Undergraduate Research Intern

Undergraduate Thesis, Computational Data Science Department, Indian Institute of Science, 2019

Research Intern in the Medical Image Processing (MIG) lab headed by Prof.Phaneendra Yalavarthy of the Computational Data Science department at IISc, Bangalore.

Research Overview

The MIG lab led by Prof.Phaneendra Yalavarthy mainly focusses on deep learning and computational methods in medical imaging, medical image processing (reconstruction/analysis), physiological signal processing, photoacoustic imaging, and diffuse optical imaging and closely related works.

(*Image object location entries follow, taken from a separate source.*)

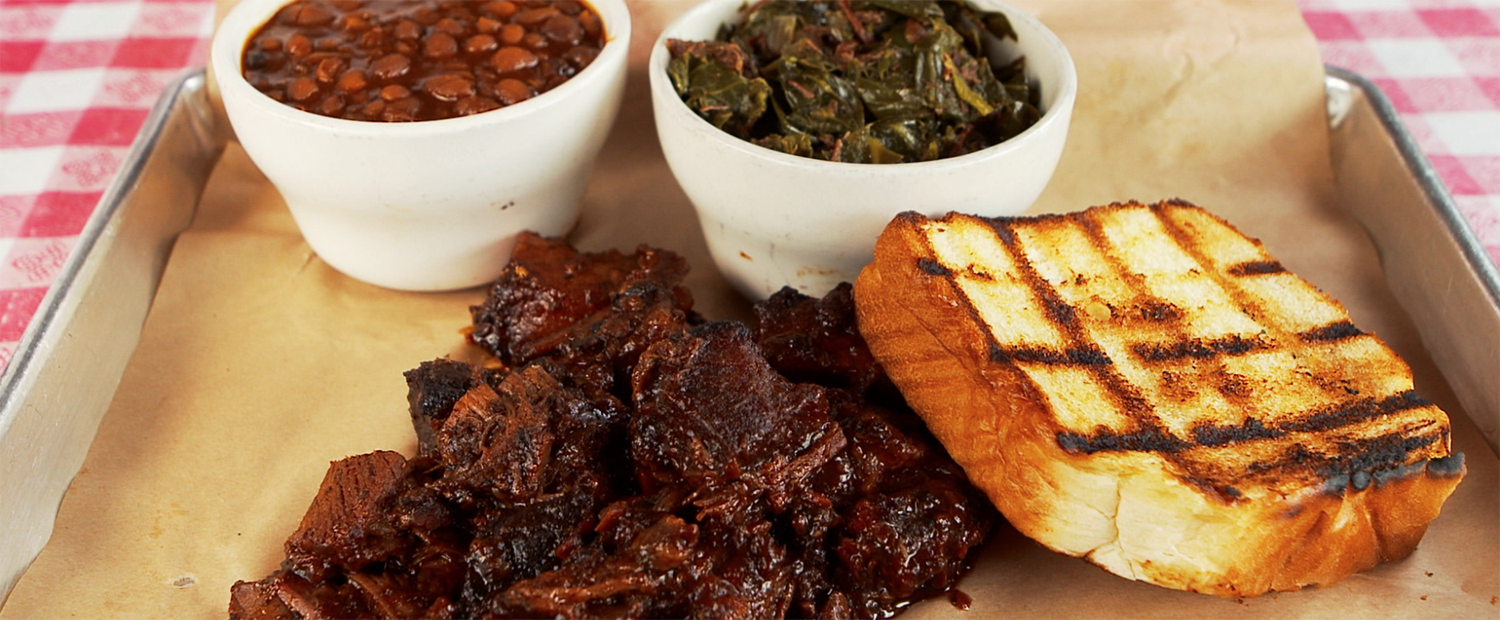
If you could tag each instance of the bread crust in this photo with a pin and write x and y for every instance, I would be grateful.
(1134, 512)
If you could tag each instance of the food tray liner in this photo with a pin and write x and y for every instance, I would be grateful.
(258, 364)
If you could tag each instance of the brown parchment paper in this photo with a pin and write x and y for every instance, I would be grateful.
(260, 365)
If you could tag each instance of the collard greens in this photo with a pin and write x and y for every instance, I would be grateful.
(861, 81)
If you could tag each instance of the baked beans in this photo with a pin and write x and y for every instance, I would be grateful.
(396, 60)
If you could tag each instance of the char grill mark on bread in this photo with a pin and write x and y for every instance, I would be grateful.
(1148, 388)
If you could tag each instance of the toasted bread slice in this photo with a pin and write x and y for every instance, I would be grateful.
(1148, 388)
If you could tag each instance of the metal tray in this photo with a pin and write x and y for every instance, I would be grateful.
(57, 388)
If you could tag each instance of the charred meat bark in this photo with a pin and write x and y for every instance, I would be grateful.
(621, 458)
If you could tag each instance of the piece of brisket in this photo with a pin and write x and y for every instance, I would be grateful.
(626, 460)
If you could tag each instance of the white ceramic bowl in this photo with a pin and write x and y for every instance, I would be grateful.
(431, 204)
(776, 219)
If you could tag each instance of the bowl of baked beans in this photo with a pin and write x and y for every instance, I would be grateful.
(414, 138)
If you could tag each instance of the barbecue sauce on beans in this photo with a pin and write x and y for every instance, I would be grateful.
(398, 60)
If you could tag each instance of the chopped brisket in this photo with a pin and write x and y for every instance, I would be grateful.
(626, 460)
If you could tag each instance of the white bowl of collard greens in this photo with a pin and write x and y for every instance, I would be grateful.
(800, 128)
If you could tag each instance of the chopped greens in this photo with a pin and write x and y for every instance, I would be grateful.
(861, 81)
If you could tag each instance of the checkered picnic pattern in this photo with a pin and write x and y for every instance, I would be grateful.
(77, 80)
(1439, 63)
(78, 77)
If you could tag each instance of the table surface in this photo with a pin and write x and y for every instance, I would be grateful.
(77, 80)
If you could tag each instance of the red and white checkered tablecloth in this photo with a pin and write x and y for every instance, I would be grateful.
(78, 77)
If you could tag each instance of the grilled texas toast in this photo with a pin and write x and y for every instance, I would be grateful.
(1146, 388)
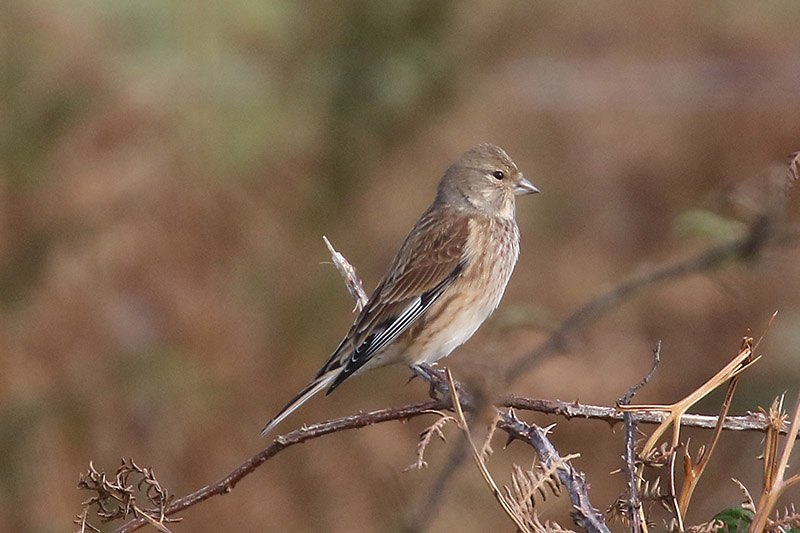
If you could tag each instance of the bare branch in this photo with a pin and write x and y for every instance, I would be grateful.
(761, 234)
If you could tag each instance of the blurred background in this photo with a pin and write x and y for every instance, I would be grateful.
(167, 171)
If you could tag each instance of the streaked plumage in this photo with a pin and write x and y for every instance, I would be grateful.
(446, 279)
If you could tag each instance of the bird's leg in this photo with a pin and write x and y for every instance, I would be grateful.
(437, 378)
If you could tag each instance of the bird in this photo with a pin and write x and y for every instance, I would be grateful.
(447, 277)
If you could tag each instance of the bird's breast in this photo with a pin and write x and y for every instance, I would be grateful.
(490, 254)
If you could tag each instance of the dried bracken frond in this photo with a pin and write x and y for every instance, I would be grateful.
(434, 430)
(526, 484)
(116, 498)
(547, 527)
(776, 417)
(649, 493)
(747, 504)
(779, 483)
(709, 527)
(789, 520)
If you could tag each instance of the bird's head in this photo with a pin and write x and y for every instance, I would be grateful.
(486, 179)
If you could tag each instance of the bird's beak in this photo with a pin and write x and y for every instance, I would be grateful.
(525, 187)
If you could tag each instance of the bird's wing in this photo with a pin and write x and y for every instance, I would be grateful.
(428, 262)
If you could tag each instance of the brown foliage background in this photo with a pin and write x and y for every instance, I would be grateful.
(167, 171)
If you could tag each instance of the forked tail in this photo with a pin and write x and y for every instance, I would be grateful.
(311, 389)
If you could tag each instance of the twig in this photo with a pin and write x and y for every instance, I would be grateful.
(634, 505)
(779, 484)
(750, 422)
(298, 436)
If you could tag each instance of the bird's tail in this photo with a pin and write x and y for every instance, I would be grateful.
(311, 389)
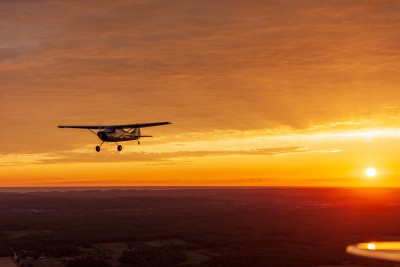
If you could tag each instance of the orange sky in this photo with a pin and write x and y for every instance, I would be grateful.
(302, 93)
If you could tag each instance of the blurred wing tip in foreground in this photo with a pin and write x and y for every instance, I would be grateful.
(378, 250)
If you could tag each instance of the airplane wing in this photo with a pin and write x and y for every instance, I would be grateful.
(135, 125)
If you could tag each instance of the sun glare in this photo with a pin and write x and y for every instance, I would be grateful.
(371, 246)
(370, 172)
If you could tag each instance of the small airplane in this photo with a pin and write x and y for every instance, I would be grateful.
(117, 133)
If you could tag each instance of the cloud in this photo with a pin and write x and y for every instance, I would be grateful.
(205, 65)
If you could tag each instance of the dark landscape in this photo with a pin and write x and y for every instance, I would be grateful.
(196, 227)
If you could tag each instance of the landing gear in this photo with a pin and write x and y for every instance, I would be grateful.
(98, 147)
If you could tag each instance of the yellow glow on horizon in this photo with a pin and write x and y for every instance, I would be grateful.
(371, 246)
(370, 172)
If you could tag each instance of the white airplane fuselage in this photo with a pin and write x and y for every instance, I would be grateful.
(118, 135)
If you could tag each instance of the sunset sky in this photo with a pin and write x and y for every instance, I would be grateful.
(271, 93)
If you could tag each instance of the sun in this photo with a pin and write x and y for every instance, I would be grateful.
(370, 172)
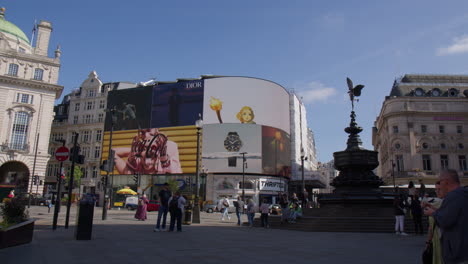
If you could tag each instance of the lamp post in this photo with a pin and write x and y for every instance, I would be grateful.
(393, 175)
(303, 157)
(196, 207)
(244, 162)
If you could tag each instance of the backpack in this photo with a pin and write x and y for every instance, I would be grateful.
(174, 205)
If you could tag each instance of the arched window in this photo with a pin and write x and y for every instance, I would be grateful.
(19, 131)
(13, 69)
(38, 73)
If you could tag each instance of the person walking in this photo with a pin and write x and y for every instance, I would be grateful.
(265, 210)
(225, 208)
(239, 204)
(164, 195)
(284, 203)
(416, 212)
(400, 211)
(176, 209)
(451, 218)
(251, 212)
(141, 209)
(433, 232)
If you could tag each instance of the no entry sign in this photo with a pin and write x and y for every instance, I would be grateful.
(62, 153)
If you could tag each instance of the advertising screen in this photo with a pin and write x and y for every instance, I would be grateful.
(169, 150)
(131, 107)
(223, 143)
(177, 104)
(247, 101)
(276, 148)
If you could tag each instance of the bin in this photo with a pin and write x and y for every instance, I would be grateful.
(84, 219)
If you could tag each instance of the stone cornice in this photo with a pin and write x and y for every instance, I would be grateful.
(32, 84)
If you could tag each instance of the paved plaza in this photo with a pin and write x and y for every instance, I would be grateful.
(123, 239)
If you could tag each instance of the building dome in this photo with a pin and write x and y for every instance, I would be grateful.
(11, 29)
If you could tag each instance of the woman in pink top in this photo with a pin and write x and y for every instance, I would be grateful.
(264, 209)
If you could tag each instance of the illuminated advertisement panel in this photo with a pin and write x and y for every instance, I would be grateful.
(177, 104)
(169, 150)
(224, 143)
(276, 149)
(246, 101)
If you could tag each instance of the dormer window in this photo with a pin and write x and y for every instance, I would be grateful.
(419, 92)
(453, 92)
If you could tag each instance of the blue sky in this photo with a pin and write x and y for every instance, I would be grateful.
(309, 46)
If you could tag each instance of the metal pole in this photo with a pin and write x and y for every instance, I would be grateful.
(104, 207)
(34, 171)
(59, 194)
(243, 175)
(72, 175)
(196, 207)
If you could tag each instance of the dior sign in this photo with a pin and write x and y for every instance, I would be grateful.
(271, 185)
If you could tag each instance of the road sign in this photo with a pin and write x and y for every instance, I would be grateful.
(62, 153)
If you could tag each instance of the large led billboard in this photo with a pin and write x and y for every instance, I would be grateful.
(247, 101)
(224, 143)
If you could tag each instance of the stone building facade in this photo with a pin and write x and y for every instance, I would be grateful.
(28, 89)
(422, 129)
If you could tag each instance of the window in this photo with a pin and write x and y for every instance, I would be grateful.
(85, 136)
(13, 69)
(441, 129)
(38, 74)
(98, 135)
(423, 129)
(97, 152)
(19, 131)
(24, 98)
(444, 162)
(462, 162)
(427, 162)
(399, 166)
(232, 161)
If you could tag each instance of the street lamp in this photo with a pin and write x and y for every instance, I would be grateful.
(303, 157)
(244, 163)
(393, 175)
(196, 207)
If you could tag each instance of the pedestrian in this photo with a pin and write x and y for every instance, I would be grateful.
(264, 210)
(251, 212)
(422, 188)
(284, 203)
(225, 208)
(399, 207)
(433, 232)
(411, 189)
(141, 209)
(305, 198)
(239, 204)
(176, 209)
(416, 212)
(452, 218)
(164, 195)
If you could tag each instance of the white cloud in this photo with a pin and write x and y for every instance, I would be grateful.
(459, 45)
(317, 91)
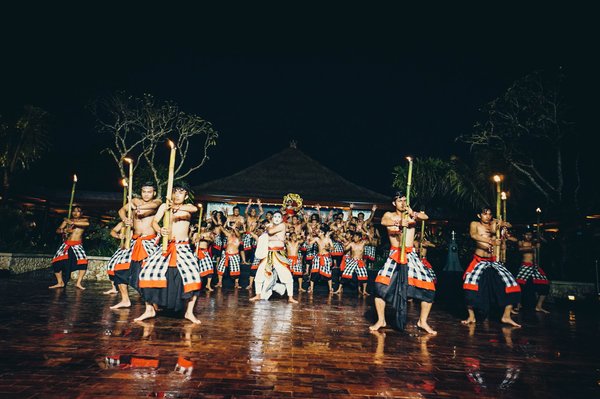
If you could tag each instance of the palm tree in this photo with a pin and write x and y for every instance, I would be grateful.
(22, 143)
(450, 182)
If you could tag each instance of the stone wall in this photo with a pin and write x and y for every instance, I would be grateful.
(25, 263)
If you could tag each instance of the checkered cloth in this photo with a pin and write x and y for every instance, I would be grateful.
(255, 263)
(220, 242)
(248, 242)
(530, 270)
(179, 255)
(295, 265)
(114, 260)
(419, 275)
(322, 264)
(63, 252)
(350, 266)
(204, 262)
(312, 251)
(232, 261)
(478, 265)
(338, 249)
(369, 252)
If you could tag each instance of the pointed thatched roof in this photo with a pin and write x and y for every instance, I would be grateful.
(290, 171)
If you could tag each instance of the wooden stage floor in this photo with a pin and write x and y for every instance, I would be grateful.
(69, 344)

  • TEM Image Reconstruction Project:
    • The Digital Rock and Image Analysis group in Shell Technology Centre, Bangalore develops and uses image processing techniques to study the microstructure of porous media and build physics models to accelerate research and development cycles for Shell businesses. Examples of the porous media systems include 2-D or 3-D images of rocks and catalyst pellets. They have active projects to develop capability in areas of image classification, segmentation, physics based modelling and image reconstruction for different imaging modalities.
    • One of the aspiration of their program in catalysis domain is to be able to process Transmission Electron Microscopy (TEM) images acquired at different tilt angles to obtain a three dimensional tomographic volume which can be further analysed for pore connectivity, catalyst active site distribution, detailed characterization and simulation. Three dimensional imaging of catalyst particles scanned at nm resolution would allow accurate analysis of active catalyst particles dispersion on support sites, reactant accessible surface area for reactions and connectivity of the porous support matrix. However, the tomographic reconstruction software available with commodity hardware generates subpar images which are inadequate for accurate analysis of the 3D volume generated.
    • My efforts were directed towards benchmarking multiple open source available softwares such as IMOD, ASTRA for the reference sample images generated internally and come up with a workable combination of tools and algorithms. The problem involved adequate alignment and reconstruction methods.
  • MRI Image Reconstruction Project:
    • Another project at the Medical Image Processing lab at IISc Bangalore is related to Magnetic Resonance Imaging (MRI) image reconstruction. The medical costs and stress to patients during MRI can be greatly reduced by taking fewer measurements. The main challenges in this compressed sensing methodology is creating a sampling matrix and the reconstruction algorithms.
    • Many deep learning methodologies have been developed based on the insights of the optimization-based traditional methods and the accuracy of network-based methods. The aim is to use the publicly available fast-MRI dataset to evaluate the performance of network-based and optimization methods.

My Contributions

  • TEM Image Reconstruction Project:
    • Apart from Prof. Phaneendra Yalavarthy from IISc Bangalore, I worked closely with Dr.Umang Agarwal and Dr.Valliappan at the Shell Technology Centre, Bangalore - India. My role in this project was to create a model which will successfully eliminate the misalignments in the TEM data for accurate volume reconstruction. For this purpose, I researched various algorithms and softwares for feature extraction, feature segmentation, volume visualization and volume reconstruction. Generally, cross-correlation based approaches are used for marker-less TEM datasets but they are not known to give good results in all instances.
    • We proposed a better solution that works for both marker-less and fiducial marker datasets. It is based on identifying and partitioning distinct feature/marker regions and segmenting the parts for better feature extraction. Then I used ASTRA toolbox to back project the series and reconstruct the volume.
  • MRI Image Reconstruction Project:
    • For the second project, I worked on implementing current reconstruction models and developing a faster and accurate deep network-based algorithm to study and improve the compressed sensing based reconstruction of Magnetic Resonance Imaging (MRI) data.